Gramsci e Terracini scrissero una critica alla linea ufficiale e fecero una riflessione sulla storia d’Italia e sul ruolo degli intellettuali. Nel ’35 i comunisti si allearono nel patto di unità d’azione con i socialisti che durò pochi anni (poi ci fu la guerra). Il movimento antifascista non ebbe molti risultati e riuscì a combattere il fascismo verso la fine della guerra quando ormai era sconfitto, ma dimostrò che in Italia era presente un forte dissenso politico che permetterà di formare una resistenza armata.
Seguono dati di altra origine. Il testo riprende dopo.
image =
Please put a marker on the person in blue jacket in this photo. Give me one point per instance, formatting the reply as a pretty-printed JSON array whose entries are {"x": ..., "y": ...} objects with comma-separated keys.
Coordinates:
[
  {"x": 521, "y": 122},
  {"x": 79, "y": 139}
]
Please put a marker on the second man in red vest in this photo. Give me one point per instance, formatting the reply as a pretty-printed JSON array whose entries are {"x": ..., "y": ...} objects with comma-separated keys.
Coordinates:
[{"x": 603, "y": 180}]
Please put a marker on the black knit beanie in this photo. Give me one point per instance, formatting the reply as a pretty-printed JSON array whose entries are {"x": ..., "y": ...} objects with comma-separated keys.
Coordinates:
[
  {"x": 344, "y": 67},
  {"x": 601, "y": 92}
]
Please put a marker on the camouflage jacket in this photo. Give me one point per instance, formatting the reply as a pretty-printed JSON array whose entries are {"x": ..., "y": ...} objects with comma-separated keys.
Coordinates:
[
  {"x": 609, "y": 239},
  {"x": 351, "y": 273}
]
8. Apogeo e declino del regime fascista.
Con la guerra in Etiopia il regime fascista raggiunse il massimo del successo ma pian piano cominciò a perdere consensi poiché intraprese una politica economica dura condizionata dalle spese militari che servivano a sopprimere le rivolte in Etiopia e a sostenere la Spagna. Nel ’35, in seguito alle sanzioni, Mussolini introdusse la politica dell’autarchia che arrivasse all’autosufficienza economica introducendo riforme protezionistiche e sfruttando maggiormente il sottosuolo. Ciò avvantaggiò molte industrie ma non raggiunse mai l’autosufficienza. Ci fu un aumento dei prezzi e un peggioramento della vita del popolo. Inoltre Mussolini e il ministro degli Esteri Ciano intrapresero volevano intraprendere una politica guerriera e gli italiani erano preoccupati dall’amicizia con Hitler che si scontrava con le tradizioni del Risorgimento. Gli italiani avevano paura di un nuovo conflitto e volevano la pace (come si può vedere nel grande entusiasmo che mostrarono al ritorno di Mussolini dal congresso di Mosca). Ma Mussolini non voleva la pace e voleva che il popolo italiano si armasse e diventasse guerriero. Così assunse un atteggiamento duro e cercò di rendere il fascismo più totalitario creando un ministro per la Cultura popolare, accorpando le varie organizzazioni giovanili e cambiando la Camera in una Camera dei fasci e delle corporazioni. Intraprese anche una campagna contro l’uso del lei (troppo servile) e dei nomi stranieri, introdusse divise per i funzionari pubblici e adottò il passo romano. Nel 1938 introdusse le leggi razziali simili a quelle tedesche che allontanavano gli ebrei dagli uffici pubblici, ne limitavano il lavoro e vietavano i matrimoni misti. La teoria della razza venne preparata da scienziati che sostenevano la purezza della razza italiana. In questo modo Mussolini cercava di aumentare l’orgoglio nazionale e rendere gli italiani più aggressivi ma avvenne il contrario e si scontrò anche con la Chiesa che si opponeva alle motivazioni biologico-razziali. Solo i giovani continuarono ad esserne ancora fortemente influenzati poiché furono abituati da subito a questo regime, ma una volta scoppiato il conflitto e divenuti soldati si resero conto che l’Italia non era in grado di intraprendere una guerra.